The first case involved Thomas Eric Duncan, a Liberian national, who fell ill with the disease shortly after he arrived in Dallas, Texas, from west Africa in late September. After 11 days in hospital Duncan died 8 October.1
Shortly afterward the disease was diagnosed in two nurses who cared for him. They are now undergoing treatment in specialized isolation units, one at Emory University Hospital in Atlanta, Georgia, and the other at the National Institutes of Health Clinical Center in Bethesda, Maryland.2
Noting that five Americans who were flown back to the US after contracting Ebola virus disease in west Africa have been successfully treated for the disease, Obama said, “We know how to fight this disease. We know the protocols. And we know that when they’re followed, they work.”
The president’s speech came at the end of a week in which he took several steps to ramp up the country’s domestic response to the Ebola epidemic.
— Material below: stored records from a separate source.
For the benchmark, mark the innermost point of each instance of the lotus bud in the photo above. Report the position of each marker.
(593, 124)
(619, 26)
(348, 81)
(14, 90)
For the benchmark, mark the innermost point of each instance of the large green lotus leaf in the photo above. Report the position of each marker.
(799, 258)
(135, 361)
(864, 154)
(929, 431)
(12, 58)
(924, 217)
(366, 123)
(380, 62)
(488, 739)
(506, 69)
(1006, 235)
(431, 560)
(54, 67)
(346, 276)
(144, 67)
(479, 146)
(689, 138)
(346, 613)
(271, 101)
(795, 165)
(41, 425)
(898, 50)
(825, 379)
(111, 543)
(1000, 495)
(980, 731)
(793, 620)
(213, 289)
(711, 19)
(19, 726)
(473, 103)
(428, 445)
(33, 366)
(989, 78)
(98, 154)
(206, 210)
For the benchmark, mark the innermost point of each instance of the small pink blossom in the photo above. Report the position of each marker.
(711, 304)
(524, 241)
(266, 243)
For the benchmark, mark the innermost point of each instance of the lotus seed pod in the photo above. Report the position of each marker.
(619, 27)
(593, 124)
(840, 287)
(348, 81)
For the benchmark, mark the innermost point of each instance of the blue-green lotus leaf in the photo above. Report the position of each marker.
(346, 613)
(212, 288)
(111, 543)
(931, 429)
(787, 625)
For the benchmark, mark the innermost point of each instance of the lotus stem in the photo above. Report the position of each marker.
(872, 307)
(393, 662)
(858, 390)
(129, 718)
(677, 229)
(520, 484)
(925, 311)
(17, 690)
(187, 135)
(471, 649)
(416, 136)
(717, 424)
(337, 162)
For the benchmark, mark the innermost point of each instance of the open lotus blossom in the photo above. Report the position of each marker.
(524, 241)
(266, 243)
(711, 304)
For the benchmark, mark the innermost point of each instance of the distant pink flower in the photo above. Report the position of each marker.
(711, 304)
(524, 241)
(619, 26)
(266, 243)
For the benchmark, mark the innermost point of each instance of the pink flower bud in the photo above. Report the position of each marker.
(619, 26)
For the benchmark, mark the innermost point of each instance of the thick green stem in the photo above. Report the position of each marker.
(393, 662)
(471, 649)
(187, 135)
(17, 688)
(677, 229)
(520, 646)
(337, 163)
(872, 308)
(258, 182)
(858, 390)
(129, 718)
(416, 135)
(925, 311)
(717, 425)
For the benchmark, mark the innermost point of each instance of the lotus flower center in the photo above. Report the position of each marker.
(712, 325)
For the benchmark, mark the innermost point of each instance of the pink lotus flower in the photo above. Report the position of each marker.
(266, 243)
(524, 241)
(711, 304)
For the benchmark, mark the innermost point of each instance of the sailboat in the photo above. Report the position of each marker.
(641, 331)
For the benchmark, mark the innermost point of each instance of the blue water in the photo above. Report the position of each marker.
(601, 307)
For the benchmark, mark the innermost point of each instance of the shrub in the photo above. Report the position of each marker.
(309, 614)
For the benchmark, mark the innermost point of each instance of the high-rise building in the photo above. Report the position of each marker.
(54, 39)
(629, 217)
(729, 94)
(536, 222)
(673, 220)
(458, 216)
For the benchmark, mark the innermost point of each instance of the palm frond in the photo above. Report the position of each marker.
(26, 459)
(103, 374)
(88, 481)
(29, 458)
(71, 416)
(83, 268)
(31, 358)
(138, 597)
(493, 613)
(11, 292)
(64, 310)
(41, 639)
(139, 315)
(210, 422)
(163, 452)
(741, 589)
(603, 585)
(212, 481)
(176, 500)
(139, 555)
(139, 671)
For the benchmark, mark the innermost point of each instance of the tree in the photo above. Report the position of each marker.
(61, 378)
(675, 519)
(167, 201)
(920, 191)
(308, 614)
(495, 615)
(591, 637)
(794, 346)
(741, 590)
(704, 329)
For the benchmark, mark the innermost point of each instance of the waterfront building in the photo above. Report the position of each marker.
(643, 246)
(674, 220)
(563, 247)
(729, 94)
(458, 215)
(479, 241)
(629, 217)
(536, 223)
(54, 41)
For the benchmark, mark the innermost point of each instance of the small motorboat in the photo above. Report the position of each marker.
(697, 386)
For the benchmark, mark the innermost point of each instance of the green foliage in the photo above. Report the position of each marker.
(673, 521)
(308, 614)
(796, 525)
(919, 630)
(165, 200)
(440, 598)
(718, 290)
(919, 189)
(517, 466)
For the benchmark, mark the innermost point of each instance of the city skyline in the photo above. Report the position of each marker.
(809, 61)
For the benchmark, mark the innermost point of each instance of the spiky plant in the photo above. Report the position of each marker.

On Wednesday 15 October Obama directed the US Centers for Disease Control and Prevention to create an expert “SWAT team” to be ready to be deployed to any US hospital with a suspected case of Ebola virus disease within hours.3
The next day Obama reversed an earlier position and appointed an “Ebola tsar” to coordinate the US’s Ebola response. The appointee, Rob Klain, a lawyer who previously served as chief of staff to the vice presidents Joe Biden and Al Gore, is not medically trained but is said to be an experienced crisis manager with extensive contacts through the federal government.
However, Obama rejected calls by many Republicans and some Democrats to ban air travel between the US and the west African countries affected by the outbreak. He said, “Trying to seal off an entire region of the world—if that were even possible—could actually make the situation worse. It would make it harder to move health workers and supplies back and forth. Experience shows that it could also cause people in the affected region to change their travel, to evade screening, and make the disease even harder to track.”
The infections among US healthcare workers have led health officials to rethink their approach to the virus, said Anthony Fauci, director of the National Institute of Allergy and Infectious Diseases at the National Institutes of Health. Speaking on the ABC Sunday television news program This Week Fauci said, “I think this idea that every single hospital can take care of a seriously ill Ebola patient right now is just not true.” Patients who present to community hospitals will now be transported to medical centers that have better facilities and have specially trained staff, Fauci said.
US health officials are also revising their protocols for handling patients with the disease, Fauci said. Current recommendations were based on World Health Organization protocols, which are appropriate for care provided in remote areas but do not offer enough protection to medical staff performing more advanced care, such as intubation, Fauci said.
In Dallas 48 people were being taken off health officials’ watch list Sunday after having gone without developing symptoms for 21 days, the incubation period for Ebola virus disease, since they had been in contact with Duncan. “They’ll be free to go,” said county judge Clay Jenkins, Dallas County’s chief executive and its director of homeland security and emergency management.
Several hundred people, however, continued to be monitored for signs and symptoms of infection, including more than 70 healthcare workers at the Dallas hospital that cared for Duncan and hundreds of passengers who were aboard two airplane flights taken by the second nurse shortly before her infection was diagnosed.